Let an $\epsilon>0$ be given. Once it is given, it has to be treated as a constant in what follows. Next we have $f(x) =x^{3}-2x^{2}+4x+2$ and we have to show that $\lim_{x\to 1}f(x)=5$. Our starting point is the inequality $|f(x) - 5|<\epsilon$ which has to be treated as some kind of a goal or an objective. We have to ensure that this goal is achieved by constraining the values of $x$ in a specific manner. To do so we analyze the expression $|f(x) - 5|$ which you have done correctly as $$|f(x) - 5|=|x-1||x^{2}-x+3|$$ and this whole expression needs to be smaller than $\epsilon$.

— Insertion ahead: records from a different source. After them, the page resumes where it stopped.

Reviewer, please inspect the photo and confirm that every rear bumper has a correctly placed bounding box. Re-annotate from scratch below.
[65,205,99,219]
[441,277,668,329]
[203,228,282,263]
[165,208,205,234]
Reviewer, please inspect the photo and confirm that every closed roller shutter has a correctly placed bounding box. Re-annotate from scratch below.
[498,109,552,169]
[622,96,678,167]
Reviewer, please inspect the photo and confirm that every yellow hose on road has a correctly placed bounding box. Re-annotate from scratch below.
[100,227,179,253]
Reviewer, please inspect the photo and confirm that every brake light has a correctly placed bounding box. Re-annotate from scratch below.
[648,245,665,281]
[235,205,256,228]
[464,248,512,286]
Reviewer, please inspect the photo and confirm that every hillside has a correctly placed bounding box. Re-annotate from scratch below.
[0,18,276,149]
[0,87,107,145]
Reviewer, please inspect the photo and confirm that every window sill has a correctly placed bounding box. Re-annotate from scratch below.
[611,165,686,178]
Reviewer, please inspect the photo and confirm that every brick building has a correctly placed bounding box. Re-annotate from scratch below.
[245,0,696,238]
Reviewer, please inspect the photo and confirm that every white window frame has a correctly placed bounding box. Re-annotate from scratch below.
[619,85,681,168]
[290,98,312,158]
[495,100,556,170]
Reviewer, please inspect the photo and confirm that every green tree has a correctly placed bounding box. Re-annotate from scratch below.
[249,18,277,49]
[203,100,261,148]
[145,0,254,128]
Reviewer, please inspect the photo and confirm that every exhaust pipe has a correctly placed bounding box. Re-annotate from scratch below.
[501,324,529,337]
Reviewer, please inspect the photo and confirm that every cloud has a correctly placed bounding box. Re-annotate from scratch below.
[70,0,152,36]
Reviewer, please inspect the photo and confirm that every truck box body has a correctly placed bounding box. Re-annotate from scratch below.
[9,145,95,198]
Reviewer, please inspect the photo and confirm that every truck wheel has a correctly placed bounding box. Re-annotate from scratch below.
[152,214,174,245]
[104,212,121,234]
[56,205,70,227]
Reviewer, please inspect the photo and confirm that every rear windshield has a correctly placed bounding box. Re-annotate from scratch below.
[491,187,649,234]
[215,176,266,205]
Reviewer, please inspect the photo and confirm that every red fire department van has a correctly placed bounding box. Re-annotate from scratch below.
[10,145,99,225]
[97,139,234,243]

The right strategy is to choose an expression say $g(x) $ which is greater than the above expression $|f(x) - 5|$ and then just ensure that $g(x) <\epsilon$. Also note that all this game is played out with the constraint that $x\to 1$. So we just need to deal with values $x$ near $1$. We thus stipulate that $0<x<2$. This kind of constraint on $x$ is arbitrary and we could have chosen $1/2<x<3/2$ and in general we have to choose a constraint of the form $|x-1|<K$ where $K$ is not symbolic, but rather explicit like $1,2$. With $0<x<2$ we have $|x-1|<1$ and with this constraint on values of $x$ we try to find a very simple expression $g(x) $ greater than $|f(x) - 5|$.
Note that $$x^{2}-x+3=(x-1/2)^{2}+11/4\geq 11/4>2$$ and if $0<x<2$ then $$(x-1/2)^{2}<(2-1/2)^{2}=25/4$$ so that $$x^{2}-x+3<25/4+11/4=9$$ Thus we have proved that if $0<x<2$ then $|x^{2}-x+3|<9$ and therefore $$|f(x) - 5|<9|x-1|$$ and the expression $g(x) =9|x-1|$ is very simple as desired and it is this expression which we will ensure to be less than $\epsilon$. And this is easily done by having $|x-1|<\epsilon/9$. All of this is based on an existing constraint on $x$ namely $|x-1|<1$ so in order that our goal is achieved we have to have both the constraints $|x-1|<1$ and $|x-1|<\epsilon /9$ simultaneously. This we can do by a single constraint $|x-1|<\min(1,\epsilon /9)$ and it is now clear that we can take $\delta=\min(1,\epsilon /9)$ and the definition of limit will work with this chosen $\delta$.
Solution 2:
Assume that $|x-1|<1$ then clearly:
$$ \begin{align} - 1\,<\, x-1 \, <\, 1 &\;\Longrightarrow\; 0\,<\, x\,<\, 2 \\ &\;\Longrightarrow\; - 2\,<\, - x \, <\, 0 \;\;\text{and} \;\; 0\,<\, x^{2} \,<\, 4 \\ &\;\Longrightarrow\; 1\,<\, x^{2} - x + 3 \,<\, 7 \\ &\;\Longrightarrow\; 1\,<\,| x^{2} - x + 3 |\,<\, 7 \end{align}$$
Then with $|x-1|<1$, we have for any $\epsilon>0$:
$$|f(x) - 5|\,<\, 7|x-1|\,<\, \epsilon \;\Longleftrightarrow\; |x-1|\,<\,\frac{\epsilon}{7}.$$
Thus taking $\delta=\min(1,\frac{\epsilon}{5})$ we may satisfy both $|x-1|<1$ and $ |x-1|<\frac{\epsilon}{7}$, and hence
$$|x-1|\,<\,\delta \;\Longrightarrow\; |f(x) - 5|\,<\, \epsilon, $$
as required.